Je serai Pêcheur d’hommes

« Je serai Pêcheur d’hommes », le livre de Bénédicte Feat consacré au sauveteur François Mic, dans lequel figurent plusieurs de mes aventures.

Au sein d’un océan d’artichauts, d’oignons et de choux variés, j’achevais là-bas mon dernier remplacement avant de troquer mes belles cnémides pour chausser, résolu et farouche, mes ultimes semelles de poussière et de vent.

  • Vous avez une urgence à la ferme de Louis Le Chevanton. C’est sur la route de Kéremma, à Kerjean-Vian an Arvor, vous devriez prendre la trousse d’urgence, car il y aura sans doute des points de suture à mettre.

Cet accident marqua le début de nos relations, qui devaient s’achever au mois de juin 1970. C’était un beau samedi plein de poussière et de soleil, et Louis Le Chevanton, assis en face de moi, occupait mon lit d’examen.

  • Vous nous quittez donc lundi, docteur, et vous partez vers quelle heure ?
  • Je ne vais pas avoir le temps m’attarder, mon cher Louis, je quitterai Plonevez-Lochrist vers 10 heures à peu près. 
  • Vous pourrez faire le crochet par la maison ? Ma femme vous a mis de côté quelques cageots de légumes, des artichauts et des oignons rouges que vous aimez bien. 
  • Voyons, il ne fallait pas, mon cher Louis !
  • Vous savez ce qu’elle m’a dit ? Comme ça, il se souviendra de nous un peu plus longtemps.

C’était il y a plus d’un demi-siècle et je n’ai jamais oublié le geste d’adieu de Louis Le Chevanton, à Kerjean-Vian an Arvor, debout devant la porte de sa maison des champs.

Dois-je évoquer une autre image de là-bas, dramatique celle-là, et impossible à effacer de ma mémoire ?

Nous sommes par le fond, à environ dix mètres, devant les rochers de Kéremma, sur la face nord du Roch-Velen, dans le travers de Porz-Gwenn.
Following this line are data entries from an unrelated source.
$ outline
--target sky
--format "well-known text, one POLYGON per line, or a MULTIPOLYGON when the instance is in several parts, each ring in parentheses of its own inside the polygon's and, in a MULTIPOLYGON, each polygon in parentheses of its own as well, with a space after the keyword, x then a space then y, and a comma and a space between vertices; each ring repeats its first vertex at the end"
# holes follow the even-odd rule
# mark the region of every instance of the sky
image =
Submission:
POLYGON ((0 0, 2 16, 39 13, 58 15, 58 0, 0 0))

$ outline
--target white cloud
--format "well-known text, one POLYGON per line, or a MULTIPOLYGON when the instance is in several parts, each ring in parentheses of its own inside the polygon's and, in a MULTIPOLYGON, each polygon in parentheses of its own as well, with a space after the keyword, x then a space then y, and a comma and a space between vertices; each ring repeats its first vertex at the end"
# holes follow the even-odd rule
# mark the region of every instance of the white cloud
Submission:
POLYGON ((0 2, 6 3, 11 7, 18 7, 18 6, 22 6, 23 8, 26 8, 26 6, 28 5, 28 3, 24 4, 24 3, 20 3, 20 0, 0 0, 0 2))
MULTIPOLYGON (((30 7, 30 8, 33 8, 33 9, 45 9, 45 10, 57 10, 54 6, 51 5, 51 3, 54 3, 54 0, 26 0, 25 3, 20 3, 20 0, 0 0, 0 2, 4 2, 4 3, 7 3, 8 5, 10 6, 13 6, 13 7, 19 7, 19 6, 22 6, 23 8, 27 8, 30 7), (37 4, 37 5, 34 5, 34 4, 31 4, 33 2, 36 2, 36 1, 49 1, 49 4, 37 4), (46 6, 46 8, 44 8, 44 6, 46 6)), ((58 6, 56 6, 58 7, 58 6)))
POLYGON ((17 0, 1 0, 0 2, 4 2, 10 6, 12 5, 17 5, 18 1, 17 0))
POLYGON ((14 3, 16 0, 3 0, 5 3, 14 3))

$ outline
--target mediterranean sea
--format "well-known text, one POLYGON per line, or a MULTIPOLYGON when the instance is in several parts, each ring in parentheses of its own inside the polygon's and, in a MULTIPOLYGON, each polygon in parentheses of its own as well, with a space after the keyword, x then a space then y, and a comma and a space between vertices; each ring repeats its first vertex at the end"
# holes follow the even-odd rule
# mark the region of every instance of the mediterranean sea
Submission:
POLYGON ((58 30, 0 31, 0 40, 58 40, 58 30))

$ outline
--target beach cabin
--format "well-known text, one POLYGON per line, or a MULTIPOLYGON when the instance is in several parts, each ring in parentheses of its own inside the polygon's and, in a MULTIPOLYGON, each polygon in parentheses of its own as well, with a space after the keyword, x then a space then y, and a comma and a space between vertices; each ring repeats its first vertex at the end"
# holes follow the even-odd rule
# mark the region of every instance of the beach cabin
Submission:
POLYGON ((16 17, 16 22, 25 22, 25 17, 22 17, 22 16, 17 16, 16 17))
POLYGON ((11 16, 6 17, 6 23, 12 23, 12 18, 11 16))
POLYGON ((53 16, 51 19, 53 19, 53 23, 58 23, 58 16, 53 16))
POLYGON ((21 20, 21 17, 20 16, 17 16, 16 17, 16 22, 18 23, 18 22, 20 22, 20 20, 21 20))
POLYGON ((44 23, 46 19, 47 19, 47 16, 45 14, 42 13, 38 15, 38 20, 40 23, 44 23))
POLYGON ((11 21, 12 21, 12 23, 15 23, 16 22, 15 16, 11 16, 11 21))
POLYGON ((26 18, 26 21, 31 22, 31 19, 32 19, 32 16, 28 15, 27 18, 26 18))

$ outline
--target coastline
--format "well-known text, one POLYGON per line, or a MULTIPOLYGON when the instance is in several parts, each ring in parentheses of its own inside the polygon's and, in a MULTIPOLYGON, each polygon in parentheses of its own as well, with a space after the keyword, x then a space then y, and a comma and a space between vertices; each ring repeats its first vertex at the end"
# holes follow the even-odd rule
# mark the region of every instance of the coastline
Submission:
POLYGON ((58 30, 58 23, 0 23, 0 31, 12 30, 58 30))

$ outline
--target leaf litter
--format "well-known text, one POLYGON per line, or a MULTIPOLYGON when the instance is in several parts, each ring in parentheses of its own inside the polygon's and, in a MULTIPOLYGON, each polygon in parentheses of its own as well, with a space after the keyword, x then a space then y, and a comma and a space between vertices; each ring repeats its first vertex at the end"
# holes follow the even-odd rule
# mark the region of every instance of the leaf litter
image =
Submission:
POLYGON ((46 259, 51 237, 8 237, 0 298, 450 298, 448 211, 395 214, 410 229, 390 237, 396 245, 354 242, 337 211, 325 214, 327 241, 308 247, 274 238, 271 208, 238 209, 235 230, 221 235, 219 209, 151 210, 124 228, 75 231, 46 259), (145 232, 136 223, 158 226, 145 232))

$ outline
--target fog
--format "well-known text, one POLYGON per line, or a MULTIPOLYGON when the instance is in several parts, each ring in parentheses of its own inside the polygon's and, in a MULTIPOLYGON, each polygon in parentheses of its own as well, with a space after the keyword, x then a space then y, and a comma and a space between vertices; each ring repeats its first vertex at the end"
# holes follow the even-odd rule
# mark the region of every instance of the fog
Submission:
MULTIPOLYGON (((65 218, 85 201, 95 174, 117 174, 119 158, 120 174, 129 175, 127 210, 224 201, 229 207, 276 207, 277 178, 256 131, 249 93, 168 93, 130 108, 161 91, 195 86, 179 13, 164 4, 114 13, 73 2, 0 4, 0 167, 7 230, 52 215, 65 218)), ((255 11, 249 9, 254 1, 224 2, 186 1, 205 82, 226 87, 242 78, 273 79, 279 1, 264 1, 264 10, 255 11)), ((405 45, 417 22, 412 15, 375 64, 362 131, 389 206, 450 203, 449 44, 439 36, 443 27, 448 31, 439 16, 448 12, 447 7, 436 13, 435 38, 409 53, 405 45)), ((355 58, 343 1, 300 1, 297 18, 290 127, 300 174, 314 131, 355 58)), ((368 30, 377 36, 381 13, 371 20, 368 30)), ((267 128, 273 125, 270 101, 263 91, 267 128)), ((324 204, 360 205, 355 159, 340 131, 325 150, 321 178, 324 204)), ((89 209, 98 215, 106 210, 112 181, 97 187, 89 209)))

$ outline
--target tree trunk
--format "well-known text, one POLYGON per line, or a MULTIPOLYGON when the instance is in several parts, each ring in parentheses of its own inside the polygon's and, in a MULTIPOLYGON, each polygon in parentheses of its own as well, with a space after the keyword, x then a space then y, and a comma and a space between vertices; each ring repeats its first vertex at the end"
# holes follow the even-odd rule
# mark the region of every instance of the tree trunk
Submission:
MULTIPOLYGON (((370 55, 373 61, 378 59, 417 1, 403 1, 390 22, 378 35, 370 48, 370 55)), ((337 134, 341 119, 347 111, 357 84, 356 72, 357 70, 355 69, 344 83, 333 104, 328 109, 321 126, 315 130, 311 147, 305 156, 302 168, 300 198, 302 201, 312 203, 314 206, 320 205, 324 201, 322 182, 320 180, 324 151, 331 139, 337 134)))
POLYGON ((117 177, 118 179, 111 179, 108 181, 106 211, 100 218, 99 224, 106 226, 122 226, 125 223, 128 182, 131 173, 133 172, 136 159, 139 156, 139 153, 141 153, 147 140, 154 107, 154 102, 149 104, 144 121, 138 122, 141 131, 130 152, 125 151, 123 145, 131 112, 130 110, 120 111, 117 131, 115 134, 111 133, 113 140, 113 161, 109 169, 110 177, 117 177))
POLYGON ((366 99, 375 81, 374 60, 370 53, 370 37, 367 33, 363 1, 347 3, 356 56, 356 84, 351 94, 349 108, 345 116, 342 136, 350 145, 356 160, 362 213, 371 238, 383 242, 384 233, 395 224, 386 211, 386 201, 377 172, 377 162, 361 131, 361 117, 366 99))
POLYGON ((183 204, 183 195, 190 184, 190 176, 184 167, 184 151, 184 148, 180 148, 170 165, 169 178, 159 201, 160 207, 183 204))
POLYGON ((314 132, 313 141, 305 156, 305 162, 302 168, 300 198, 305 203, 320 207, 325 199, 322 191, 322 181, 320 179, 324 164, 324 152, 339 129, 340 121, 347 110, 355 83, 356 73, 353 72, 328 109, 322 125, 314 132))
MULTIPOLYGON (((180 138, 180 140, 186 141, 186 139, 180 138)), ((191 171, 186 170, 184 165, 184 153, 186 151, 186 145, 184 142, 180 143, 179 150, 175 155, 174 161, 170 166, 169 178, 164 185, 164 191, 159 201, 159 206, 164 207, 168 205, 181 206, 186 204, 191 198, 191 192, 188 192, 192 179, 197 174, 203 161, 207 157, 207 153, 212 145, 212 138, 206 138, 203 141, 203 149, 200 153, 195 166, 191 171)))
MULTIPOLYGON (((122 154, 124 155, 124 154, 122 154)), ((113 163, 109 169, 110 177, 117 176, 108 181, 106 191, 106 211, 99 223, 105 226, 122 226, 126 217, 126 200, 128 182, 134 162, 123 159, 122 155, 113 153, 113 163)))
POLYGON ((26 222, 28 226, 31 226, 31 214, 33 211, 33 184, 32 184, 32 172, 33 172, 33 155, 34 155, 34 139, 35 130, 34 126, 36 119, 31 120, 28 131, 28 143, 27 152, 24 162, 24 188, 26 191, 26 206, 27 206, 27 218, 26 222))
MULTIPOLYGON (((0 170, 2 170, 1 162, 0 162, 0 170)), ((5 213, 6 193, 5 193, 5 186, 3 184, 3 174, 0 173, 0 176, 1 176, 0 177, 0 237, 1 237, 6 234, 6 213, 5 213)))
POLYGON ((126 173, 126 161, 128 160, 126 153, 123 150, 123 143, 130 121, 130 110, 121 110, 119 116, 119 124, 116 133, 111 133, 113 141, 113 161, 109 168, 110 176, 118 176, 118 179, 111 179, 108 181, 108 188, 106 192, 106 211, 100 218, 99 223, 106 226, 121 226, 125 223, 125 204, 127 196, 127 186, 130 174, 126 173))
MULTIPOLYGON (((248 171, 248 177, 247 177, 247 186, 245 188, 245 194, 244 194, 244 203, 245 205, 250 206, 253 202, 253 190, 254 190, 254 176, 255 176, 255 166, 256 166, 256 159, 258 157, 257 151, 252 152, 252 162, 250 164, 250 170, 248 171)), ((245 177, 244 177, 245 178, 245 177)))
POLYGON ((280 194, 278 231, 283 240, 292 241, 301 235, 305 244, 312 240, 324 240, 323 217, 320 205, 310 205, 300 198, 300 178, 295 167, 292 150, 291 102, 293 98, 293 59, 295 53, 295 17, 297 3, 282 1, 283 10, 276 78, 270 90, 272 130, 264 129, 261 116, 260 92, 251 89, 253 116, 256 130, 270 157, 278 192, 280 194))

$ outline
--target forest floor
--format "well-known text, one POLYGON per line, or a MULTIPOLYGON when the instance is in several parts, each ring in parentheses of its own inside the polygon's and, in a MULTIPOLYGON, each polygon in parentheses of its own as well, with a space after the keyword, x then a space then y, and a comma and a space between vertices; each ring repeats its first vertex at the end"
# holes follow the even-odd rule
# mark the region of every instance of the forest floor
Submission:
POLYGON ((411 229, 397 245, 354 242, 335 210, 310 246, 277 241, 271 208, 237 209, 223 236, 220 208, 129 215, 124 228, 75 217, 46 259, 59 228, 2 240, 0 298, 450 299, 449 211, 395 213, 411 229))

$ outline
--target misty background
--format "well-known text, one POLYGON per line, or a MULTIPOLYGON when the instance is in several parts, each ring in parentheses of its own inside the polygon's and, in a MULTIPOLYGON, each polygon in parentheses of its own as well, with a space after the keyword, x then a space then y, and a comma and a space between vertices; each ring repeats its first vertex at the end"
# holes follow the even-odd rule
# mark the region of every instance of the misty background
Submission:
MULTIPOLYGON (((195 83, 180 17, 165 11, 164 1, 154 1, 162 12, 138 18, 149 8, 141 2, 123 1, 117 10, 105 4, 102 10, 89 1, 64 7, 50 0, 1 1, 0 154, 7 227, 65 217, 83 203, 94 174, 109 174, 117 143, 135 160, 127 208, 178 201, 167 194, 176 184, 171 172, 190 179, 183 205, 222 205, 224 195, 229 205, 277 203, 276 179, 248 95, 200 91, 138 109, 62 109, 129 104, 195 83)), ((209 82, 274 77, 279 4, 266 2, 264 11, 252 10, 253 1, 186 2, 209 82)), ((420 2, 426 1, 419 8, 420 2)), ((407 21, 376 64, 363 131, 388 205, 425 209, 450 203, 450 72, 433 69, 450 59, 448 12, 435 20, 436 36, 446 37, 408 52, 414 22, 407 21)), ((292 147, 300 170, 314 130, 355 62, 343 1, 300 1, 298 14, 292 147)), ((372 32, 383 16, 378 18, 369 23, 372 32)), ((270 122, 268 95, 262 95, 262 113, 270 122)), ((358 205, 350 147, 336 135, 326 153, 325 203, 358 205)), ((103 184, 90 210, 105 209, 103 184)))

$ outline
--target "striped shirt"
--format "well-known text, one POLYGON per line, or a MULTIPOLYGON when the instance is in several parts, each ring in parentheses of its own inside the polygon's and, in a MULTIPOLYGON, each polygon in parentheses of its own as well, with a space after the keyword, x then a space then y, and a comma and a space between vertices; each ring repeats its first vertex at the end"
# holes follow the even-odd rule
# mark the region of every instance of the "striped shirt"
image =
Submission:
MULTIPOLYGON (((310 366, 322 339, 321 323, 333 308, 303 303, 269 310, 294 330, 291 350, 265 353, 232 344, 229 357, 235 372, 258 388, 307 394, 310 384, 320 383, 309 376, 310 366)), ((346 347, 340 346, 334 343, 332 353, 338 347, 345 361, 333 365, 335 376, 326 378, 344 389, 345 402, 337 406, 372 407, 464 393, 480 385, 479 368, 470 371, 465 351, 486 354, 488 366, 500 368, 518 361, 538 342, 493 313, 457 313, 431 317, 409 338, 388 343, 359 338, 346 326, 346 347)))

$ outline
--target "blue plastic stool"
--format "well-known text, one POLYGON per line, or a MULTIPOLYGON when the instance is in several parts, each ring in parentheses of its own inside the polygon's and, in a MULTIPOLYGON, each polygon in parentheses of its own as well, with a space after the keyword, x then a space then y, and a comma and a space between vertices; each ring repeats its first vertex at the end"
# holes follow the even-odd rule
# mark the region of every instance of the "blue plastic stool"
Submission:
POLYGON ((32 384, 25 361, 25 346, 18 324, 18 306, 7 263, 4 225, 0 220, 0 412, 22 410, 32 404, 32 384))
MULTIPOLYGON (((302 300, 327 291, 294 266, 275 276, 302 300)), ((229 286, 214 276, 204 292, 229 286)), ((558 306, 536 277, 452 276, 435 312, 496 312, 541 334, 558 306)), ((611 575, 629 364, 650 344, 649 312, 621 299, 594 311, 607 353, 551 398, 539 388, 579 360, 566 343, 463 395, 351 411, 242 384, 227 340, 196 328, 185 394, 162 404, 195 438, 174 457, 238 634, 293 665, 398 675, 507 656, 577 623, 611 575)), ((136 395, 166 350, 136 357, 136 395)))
À travers mon masque de plongée, distant d’à peu près trente centimètres, je contemple attentivement un petit crabe vert d’environ dix centimètres d’envergure qui, de son côté, dresse verticalement ses deux yeux jaillis de leurs orbites de chitine pour mieux analyser la situation et apprécier l’éventuel danger que je constitue pour lui.

C’est tout juste un petit crabe vert, banal, sans originalité particulière. Mais un tout petit crabe vert et féroce. Et ce petit crabe vert est tout bonnement installé sur le menton de Jean, arc-bouté sur ses six pattes.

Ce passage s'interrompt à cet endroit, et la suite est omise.